Le principe d’où l’on part pour nier la possibilité de séries infinies, qui seraient innombrables pour nous et cependant réelles en elles-mêmes, est le suivant : « Il ne faut pas se représenter la réalité dans l’esprit en violation des lois de l’esprit » ; il y a une « obligation logique d’enfermer les idées des choses auxquelles nous pensons dans les bornes de la possibilité de les penser s’il y a un devoir intellectuel, il ne saurait être que là[1]. » Admettons sans examen ce principe, et voyons si la négation dogmatique de toute infinité actuelle n’est pas elle-même une violation des lois de l’esprit.

Cette négation repose tout d’abord sur deux postulats non démontrés : 1o l’entière adéquation de la réalité à notre pensée, 2o l’entière adéquation de notre pensée à la numérabilité.
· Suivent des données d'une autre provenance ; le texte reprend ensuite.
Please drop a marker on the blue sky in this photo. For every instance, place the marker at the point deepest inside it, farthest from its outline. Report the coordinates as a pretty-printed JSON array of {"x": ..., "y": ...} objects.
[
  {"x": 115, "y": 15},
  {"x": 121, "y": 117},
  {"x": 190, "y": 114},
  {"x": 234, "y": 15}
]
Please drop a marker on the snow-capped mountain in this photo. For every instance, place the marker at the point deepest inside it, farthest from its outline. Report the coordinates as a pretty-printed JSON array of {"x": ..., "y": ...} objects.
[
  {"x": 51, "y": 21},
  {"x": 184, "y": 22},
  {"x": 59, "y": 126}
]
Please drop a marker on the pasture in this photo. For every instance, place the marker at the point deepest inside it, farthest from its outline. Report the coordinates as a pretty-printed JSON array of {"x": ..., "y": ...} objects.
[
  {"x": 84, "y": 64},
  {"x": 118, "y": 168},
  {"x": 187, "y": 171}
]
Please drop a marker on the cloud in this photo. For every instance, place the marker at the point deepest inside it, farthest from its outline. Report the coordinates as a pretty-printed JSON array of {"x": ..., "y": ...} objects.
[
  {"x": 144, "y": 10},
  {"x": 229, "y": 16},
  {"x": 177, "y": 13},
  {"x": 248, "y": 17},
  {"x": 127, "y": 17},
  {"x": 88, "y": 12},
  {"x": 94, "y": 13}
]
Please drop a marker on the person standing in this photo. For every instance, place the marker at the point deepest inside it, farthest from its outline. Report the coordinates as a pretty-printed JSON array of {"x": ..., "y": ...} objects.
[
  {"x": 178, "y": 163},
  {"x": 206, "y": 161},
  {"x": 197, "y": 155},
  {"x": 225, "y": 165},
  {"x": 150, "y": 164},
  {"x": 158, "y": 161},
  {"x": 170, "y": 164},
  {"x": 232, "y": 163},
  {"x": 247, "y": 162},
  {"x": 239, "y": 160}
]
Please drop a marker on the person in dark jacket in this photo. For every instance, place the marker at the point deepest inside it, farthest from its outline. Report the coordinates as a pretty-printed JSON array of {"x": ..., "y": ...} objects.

En ce qui concerne le premier point, ce n’est pas en violation, mais en application de ses propres lois et par une induction fondée sur l’expérience, que la pensée arrive à se demander si le cerveau et l’intelligence cérébrale sont certainement adéquats à la réalité et à l’univers. Il y a là, peut-on dire aux adversaires de l’infini, un problème qui résulte de la démarche même de notre intelligence et que vous présupposez résolu. Cette présupposition, fût-elle d’ailleurs légitime en soi, se trouve être une inconséquence par rapport à vos principes. En effet, vous admettez à tort ou à raison les « limites de la pensée » ; par cela même, vous reconnaissez que la

  1. Revue phil. 1880, réponse de M. Renouvier à M. Lotze, p. 670.